TABLE 1—
Finding | Supporting Data |
More humane, health-promoting correctional environments enhance prison safety and job satisfaction. | 78% of participating staff said Norwegian correctional concepts will enhance officer safety. 94% said the training provided new perspectives on how prisons could change for the better. |
The training demonstrates early efficacy in critical knowledge and skills transfer and changing correctional practice. | “[This program] renewed my hope for our profession. It has inspired me to focus on activities and prison life that will enhance the inmates’ lives and make them healthier, better neighbors.” “I am proud to say that this Father’s Day, inmates will wear their own clothing for visitation with their children. We started an inmate council and a new, more compassionate approach with suicidal inmates.

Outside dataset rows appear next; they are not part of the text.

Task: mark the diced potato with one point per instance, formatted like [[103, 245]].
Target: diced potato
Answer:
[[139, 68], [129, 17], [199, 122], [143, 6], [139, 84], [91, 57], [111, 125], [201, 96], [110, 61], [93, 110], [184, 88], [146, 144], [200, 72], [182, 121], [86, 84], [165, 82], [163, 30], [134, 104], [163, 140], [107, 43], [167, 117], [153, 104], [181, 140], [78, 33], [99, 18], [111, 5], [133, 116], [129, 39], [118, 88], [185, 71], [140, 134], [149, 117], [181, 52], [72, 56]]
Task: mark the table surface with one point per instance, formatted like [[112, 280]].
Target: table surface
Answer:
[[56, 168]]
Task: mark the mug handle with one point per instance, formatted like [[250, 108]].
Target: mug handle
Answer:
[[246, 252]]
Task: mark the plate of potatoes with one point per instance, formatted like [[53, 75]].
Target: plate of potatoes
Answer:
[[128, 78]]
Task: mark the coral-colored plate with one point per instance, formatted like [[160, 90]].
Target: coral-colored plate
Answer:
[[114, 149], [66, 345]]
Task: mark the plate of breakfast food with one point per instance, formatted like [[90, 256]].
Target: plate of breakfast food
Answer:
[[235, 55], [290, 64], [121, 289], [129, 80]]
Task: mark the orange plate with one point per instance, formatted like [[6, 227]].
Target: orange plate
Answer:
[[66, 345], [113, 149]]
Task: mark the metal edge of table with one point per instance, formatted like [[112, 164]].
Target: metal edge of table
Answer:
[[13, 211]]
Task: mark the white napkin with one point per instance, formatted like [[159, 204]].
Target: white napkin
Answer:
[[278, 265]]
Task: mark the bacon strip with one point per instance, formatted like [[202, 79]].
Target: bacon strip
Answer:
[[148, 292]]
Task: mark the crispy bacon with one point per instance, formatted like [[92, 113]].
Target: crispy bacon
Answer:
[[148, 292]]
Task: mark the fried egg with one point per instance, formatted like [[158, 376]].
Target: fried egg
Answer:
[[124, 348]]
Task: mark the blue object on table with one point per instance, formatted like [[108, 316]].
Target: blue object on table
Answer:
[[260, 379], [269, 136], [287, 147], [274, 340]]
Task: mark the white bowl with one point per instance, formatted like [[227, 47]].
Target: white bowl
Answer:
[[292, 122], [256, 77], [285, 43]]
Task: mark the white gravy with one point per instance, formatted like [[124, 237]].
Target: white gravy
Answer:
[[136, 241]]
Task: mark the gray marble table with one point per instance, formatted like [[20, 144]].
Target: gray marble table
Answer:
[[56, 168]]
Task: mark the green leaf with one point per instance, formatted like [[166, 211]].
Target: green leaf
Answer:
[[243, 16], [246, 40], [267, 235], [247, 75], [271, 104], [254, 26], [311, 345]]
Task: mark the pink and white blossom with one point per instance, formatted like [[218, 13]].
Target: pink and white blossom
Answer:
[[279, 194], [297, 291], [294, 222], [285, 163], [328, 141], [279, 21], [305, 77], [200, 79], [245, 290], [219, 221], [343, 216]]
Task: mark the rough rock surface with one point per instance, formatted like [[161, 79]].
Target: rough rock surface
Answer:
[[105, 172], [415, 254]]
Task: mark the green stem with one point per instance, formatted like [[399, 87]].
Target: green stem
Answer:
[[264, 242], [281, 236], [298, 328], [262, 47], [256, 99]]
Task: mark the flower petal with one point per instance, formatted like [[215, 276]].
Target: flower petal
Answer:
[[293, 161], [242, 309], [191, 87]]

We are making change.” “We have begun to get a highly assaultive inmate (42 staff assaults in 3 years) out of his cell without restraints on a regular basis. Yesterday officers took turns playing monopoly with him for 2 hours. It’s working.” |
A workforce training that introduces correctional officers to an alternative approach to correctional work—one that emphasizes humanization, health, and rehabilitation—is feasible, well-received by the workforce, and can transform the professional lives of participants. | “I am forever grateful for the opportunity I had to see a different correctional model completely challenge everything we do.” “We take things from inmates that act out. We do this so they will behave, and also for staff safety or their own. . . . But [after this experience], I can’t go back to that way of thinking. It’s hard when you have seen the other side. When you have seen and know that it can be better for both staff and the adults in our custody.” “On the last day of training we had a big disturbance, I found myself touching a participant on the shoulder and saying, ‘I’m going to take care of you right now.’ . . . I went 10 years without touching an inmate in a non–use-of-force situation. I just didn’t touch people. More, I’m not about to tell an inmate ‘I’m going to take care of you.’ This has continued since then. I’ve seen it in all my interactions. I have more inmates saying ‘thanks for helping me’ and more inmates that are talking to me first before they bang on cell doors or kick and scream. It’s amazing.” |
Residents say the intervention positively transforms their experience of incarceration and better prepares them for life in the community. | “On a 1–10, my depression was a 10 or 11. I made some poor decisions due to my unstable emotional state and my actions drew the attention of [staff]. To my surprise, shock even, I received a lot of outreach and support from officers. . . . All of these people went above and beyond their job, treating us inmates with a measure of humanity and dignity. . . . I realized that it may be time for a perspective shift. An update to my whole us-versus-them mentality.” “I was pulled out [of my cell] one day and brought into a conference room where 10 staff told me they all had a vested interest in my success. At first I was in shock, then skeptical . . . then they escorted me unrestrained outside for the first time in a long time [and] there was an overwhelming flood of emotional feelings that gradually turned into confidence I hadn’t felt in years. After meeting with this group several more times it became more of a protective feeling because they truly cared about me . . . [it has] changed my outlook on my life and gave me a strong sense of pride and accomplishment . . . these people treated me like anyone in society would treat me rather than being a burden. This ultimately has made me feel like I’m equally worthy of returning back into society with confidence and for this I am truly grateful.” |
Note. Surveys were completed by 64 correctional staff participating in a multiday training delivered by Norwegian Correctional Service trainers and program leadership; the training followed a 10-day immersion learning experience in Norway in which 10 of the staff had participated. Qualitative data are excerpted from staff and resident comments in the 6 months following the training, during which program leadership provided Department of Corrections leadership and staff with strategy and technical assistance support to change correctional practice in participating housing units.